A legacy PC drive update: little works!

Hardware

Sorting out storage in my Pentium and Pentium III towers are a bit of a comedy of errors at this stage. Today on the retrocomputer desk, we’re checking out everything that has failed.

Every replacement drive I’ve tried hasn’t been detected by the BIOS, or hangs the machine during POST. This is regardless of jumper settings, swapping ribbon cables from 40 to 80 and back, swapping power supply connectors, setting LBA or not, disconnecting everything else from the machine, and swinging a cat… 6 cable through the air.

Thus far I have this pile of silicon, none of which works:

  1. A consumer SanDisk SD card, in SD to IDE adaptors
  2. An industrial SanDisk SD card, in SD to IDE adaptors
  3. A Transcend Industrial CF card, in passive CF to IDE adaptors
  4. A SanDisk SATA SSD, with a SATA to IDE adaptor
  5. A Transcend 2.5-inch IDE SSD, in two 2.5 to 3.5 adaptors
  6. A Post-it note inscribed with the words WA LAO EH.

Each adaptor and device was verified in a modern system, and swapped out at least once with another model, with the same result. All in all, it’s been over a year of testing a part, having it fail, ordering a different one, waiting another month, trying, rinse, repeat. I even bought a PCI SATA controller on a lark, which also worked in neither machine. Good luck trying to troubleshoot this by doing web searches as well, as SEO spam has made this all but impossible.

Curiously, old SanDisk Ultra 16GB and SanDisk Extreme 32GB cards do work, but are glacially slow, to the point where old spinning drive benchmarks out perform them. The Post-it note was also one of the few devices that didn’t hang either machine on POST. Thanks, I’m here all week, under a pile of unusable electronics.

A pile of unusable parts, as per the list above.

Both machines use completely different chipsets, so I suspect there’s something more fundamental going on. Maybe these machines depend on cylinders and sectors being defined manually for drives it can’t detect, and I need to input pseudo-values for these. I have very vague memories of doing this on a friend’s ancient 386 back in the day, but what would I set an IDE SSD to for those values?

To verify the machines otherwise worked, I connected my last mechanical hard drive to it using one of the failed SATA to IDE adaptors. It has a ton of bad sectors and I’m sure is close to shredding itself, so I wouldn’t want to use it for actual data. But sure enough, both machines detected this SATA hard drive and attempted to boot from it. That lends credence to the theory that it’s a cylinder/sector issue, or maybe something about what the solid-state drives are reporting to the host system.

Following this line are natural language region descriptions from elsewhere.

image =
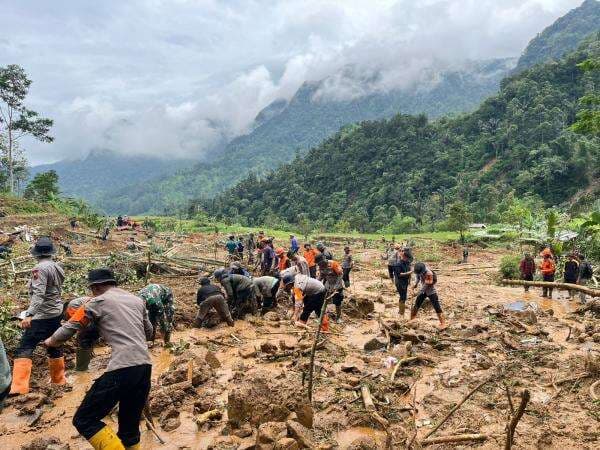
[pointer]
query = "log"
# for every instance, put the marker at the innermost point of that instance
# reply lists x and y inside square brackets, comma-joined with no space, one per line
[454,438]
[512,425]
[453,410]
[564,286]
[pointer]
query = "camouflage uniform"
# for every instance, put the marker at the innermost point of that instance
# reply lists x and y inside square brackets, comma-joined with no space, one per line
[161,310]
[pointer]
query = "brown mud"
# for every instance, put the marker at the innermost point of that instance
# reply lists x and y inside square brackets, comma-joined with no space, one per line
[215,387]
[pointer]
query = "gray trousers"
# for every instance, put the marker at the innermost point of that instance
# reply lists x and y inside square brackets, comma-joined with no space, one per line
[217,302]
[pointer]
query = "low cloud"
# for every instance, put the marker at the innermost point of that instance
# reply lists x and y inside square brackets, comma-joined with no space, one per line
[177,78]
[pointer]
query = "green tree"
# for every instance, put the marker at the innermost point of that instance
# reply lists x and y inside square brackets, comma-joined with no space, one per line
[459,218]
[16,120]
[43,187]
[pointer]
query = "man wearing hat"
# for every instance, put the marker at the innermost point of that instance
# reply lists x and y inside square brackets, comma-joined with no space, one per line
[122,321]
[42,318]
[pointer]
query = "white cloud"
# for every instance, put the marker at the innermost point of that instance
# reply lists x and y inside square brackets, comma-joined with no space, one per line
[177,77]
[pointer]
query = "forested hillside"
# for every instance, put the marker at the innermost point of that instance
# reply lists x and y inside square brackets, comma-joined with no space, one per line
[378,172]
[102,170]
[563,36]
[284,129]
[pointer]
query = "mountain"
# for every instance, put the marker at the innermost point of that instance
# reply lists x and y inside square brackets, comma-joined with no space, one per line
[563,36]
[375,174]
[286,128]
[103,170]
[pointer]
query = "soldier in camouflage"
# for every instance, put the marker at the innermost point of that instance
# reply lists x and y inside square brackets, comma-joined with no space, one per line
[161,309]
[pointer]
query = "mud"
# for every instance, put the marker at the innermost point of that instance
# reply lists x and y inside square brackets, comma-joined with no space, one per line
[217,388]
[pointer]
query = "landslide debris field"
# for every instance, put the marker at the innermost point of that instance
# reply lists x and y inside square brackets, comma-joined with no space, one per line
[380,381]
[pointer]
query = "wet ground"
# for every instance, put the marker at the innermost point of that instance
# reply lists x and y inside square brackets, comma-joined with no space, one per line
[517,338]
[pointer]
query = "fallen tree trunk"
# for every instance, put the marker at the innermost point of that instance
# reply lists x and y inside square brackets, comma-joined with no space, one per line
[564,286]
[454,438]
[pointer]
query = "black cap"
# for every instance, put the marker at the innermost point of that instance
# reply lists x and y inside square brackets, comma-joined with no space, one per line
[43,247]
[101,276]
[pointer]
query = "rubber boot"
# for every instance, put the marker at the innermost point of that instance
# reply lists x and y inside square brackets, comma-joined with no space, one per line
[83,356]
[106,439]
[57,370]
[401,309]
[21,375]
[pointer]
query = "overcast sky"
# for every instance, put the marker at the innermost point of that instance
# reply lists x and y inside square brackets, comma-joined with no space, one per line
[174,77]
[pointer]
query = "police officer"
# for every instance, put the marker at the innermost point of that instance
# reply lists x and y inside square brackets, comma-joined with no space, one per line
[42,318]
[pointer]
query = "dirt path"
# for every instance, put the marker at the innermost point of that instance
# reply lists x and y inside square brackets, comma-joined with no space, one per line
[524,349]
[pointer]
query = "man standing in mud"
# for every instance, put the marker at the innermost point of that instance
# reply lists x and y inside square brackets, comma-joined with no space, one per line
[42,318]
[122,320]
[161,310]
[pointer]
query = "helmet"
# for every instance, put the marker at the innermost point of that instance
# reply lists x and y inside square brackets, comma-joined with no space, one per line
[419,268]
[288,278]
[219,273]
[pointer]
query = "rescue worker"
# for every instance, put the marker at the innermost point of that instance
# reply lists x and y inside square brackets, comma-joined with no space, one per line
[267,257]
[5,378]
[310,255]
[571,272]
[121,318]
[86,338]
[231,246]
[42,318]
[282,262]
[527,269]
[309,295]
[294,247]
[331,274]
[427,279]
[301,263]
[347,265]
[402,273]
[210,297]
[266,289]
[239,290]
[161,309]
[324,251]
[547,268]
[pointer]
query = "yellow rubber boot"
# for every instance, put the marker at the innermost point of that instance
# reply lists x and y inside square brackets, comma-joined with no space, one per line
[106,439]
[21,375]
[57,370]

The only type of drive I haven’t tried is the Disk on Module, which is another type of solid-state industrial storage that connects directly to the motherboard. It’s extremely expensive for the capacity though, and scarce as hens teeth unless I want to pay a few million extra dollars in shipping.

I’m burned out with these machines, so I’ll be taking a break while I work on the Commodore machines again. Se a vida é.